Supplement 5: Computational Refinement of Structures With Rosetta & RosettaHoles2
This figure compares the RosettaHoles2 scores (left panels) and per-residue Rosetta scores (right panels)
of high quality crystal structures before (X axis) and after (Y axis) refinement with vanilla Rosetta (top
panels) and Rosetta with RosettaHoles2 (bottom panels). Lower is better for both scores. The vanilla
Rosetta minimized structures have much lower Rosetta scores (top right panel) but much higher
RosettaHoles2 scores (top left panel) compared to the starting crystal structures. When RosettaHoles2 is
included in minimization, comparable improvements are achieved in Rosetta score (bottom right panel)
without significantly degrading the RosettaHoles2 score (bottom left panel.)

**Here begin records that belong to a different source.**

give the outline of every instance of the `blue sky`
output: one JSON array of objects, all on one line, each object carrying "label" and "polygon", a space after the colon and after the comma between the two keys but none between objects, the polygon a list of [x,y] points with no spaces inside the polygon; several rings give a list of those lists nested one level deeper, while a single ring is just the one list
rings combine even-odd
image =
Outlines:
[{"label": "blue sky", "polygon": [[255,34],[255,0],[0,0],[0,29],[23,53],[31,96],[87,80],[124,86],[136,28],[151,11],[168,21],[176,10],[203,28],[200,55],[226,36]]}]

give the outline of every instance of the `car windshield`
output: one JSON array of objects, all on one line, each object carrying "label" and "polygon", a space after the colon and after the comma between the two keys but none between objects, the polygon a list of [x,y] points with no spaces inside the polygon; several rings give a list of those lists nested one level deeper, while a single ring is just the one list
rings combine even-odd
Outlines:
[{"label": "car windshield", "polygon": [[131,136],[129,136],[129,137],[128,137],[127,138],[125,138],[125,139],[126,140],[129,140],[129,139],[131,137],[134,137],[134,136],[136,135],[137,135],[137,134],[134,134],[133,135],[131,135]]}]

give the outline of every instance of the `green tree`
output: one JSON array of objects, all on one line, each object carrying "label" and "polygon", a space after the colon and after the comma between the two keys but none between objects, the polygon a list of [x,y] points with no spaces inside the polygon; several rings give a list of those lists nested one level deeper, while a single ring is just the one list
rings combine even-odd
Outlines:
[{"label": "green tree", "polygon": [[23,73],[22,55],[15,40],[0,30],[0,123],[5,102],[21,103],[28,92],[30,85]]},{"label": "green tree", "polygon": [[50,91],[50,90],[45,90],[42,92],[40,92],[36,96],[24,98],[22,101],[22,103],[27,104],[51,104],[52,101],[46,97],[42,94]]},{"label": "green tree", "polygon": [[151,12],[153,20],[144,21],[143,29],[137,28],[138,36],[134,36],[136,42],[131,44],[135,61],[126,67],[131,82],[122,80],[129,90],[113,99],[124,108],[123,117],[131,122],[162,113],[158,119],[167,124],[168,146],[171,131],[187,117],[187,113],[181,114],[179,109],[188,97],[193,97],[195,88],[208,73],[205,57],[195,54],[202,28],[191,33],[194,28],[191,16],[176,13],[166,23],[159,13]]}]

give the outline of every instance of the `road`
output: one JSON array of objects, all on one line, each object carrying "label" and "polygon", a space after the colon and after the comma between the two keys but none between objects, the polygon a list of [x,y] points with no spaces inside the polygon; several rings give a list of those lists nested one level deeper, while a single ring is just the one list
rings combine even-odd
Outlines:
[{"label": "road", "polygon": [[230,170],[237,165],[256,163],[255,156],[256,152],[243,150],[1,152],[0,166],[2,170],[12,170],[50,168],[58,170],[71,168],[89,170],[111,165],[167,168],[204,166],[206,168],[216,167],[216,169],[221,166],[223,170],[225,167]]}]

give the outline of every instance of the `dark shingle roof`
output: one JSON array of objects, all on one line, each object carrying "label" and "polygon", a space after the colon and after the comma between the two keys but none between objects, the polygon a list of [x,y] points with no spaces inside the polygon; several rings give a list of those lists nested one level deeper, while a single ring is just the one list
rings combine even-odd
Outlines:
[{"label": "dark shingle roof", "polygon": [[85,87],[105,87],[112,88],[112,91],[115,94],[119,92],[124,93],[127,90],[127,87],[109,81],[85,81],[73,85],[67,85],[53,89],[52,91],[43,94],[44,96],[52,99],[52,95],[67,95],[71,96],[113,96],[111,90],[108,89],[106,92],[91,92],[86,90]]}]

Supplement 6: Details of the Sresl Score
The parameters of the RosettaHoles2 Sresl score are shown above. A numerical data file is available as
part of Rosetta, or upon request.
Although the Sresl score, which correlates with PDB xray resolution, has the same inputs, linear
functional form and number of parameters as the Sdecoy score, a more complex training process was
required to produce the parameters displayed above.This process described below is made possible by the
use of linear kernels, which allows us to train many different models and recombine them easily. In all
cases, the training of each individual model was done thousands of times on different subsets of the
relevant training data in order to produce smooth parameter sets. See the discussion of training Sdecoy for
further explanation.
127
a
s
d
f
The figure above left shows an overview of the three steps used to train the SRESL score. First, the xray
structures in the PDB are broken in to 64 groups based on resolution. Step A (no figure) is to train 128
sets of discriminatory classifiers (a set is one classifier for each of the 28 atom types). Sets 1-64
discriminate the lowest resolution group (< 1.28Å) from each of the 64 groups of structures. These
models discriminate volume distributions of individual atoms. Sets 65-128 discriminate each of the
resolution groups from a set of Rosetta decoys. In step B (above right), the whole-structure discrimination
scores for each protein are computed for each classifier set by averaging the scores for each atom (all 28
types).
In step C (above left) SVM regression is used to predict the resolution of each structure using as inputs
the 128 whole-structure discrimination scores produced in step B. The result is a resolution production
model with 128 parameters. The final combined model for each atom type is produced by multiplying the
matrix of parameters from the 128 discriminatory models for that atom type with the vector of parameters
from the resolution prediction model.
Supplement 7: How to run RosettaHoles2
RosettaHoles2 is available as part of the Rosetta software suite. The application “holes” should be used to
compute quantitative rosettaholes scores as well as cavity visualizations. The DalphaBall binary must be
compiled separately from the main Rosetta applications. Scores can be obtained from standard out on
lines beginning with RosettaHoles:.
Required Arguments:
-in:file:database <path to rosetta database>
-holes:dalphaball <path to DalphaBall binary>
Optional Arguments:
-remember_unrecognized_res
This argument will cause RosettaHoles2 to inlcude ligand, DNA and other atoms which are not canonical
protein atom types. No scores will be produced for these atoms directly, but they will influence the scores
of nearby atoms. Recommended.
-holes:make_pdb
This argument will cause RosettaHoles2 to output a PDB file for each structure scored with per-atom
RosettaHoles2 scores in the temperature field for scored atoms.
-holes:make_voids
The argument will cause RosettaHoles2 to ouput an explicit representation of the voids in the input
strucure. Voids are represented as spheres and are output as HETATM lines. Contiguous voids will have
the same residue number, and the radius of the voids is placed in the temperature column. PyMOL
commands for visualization are available upon request.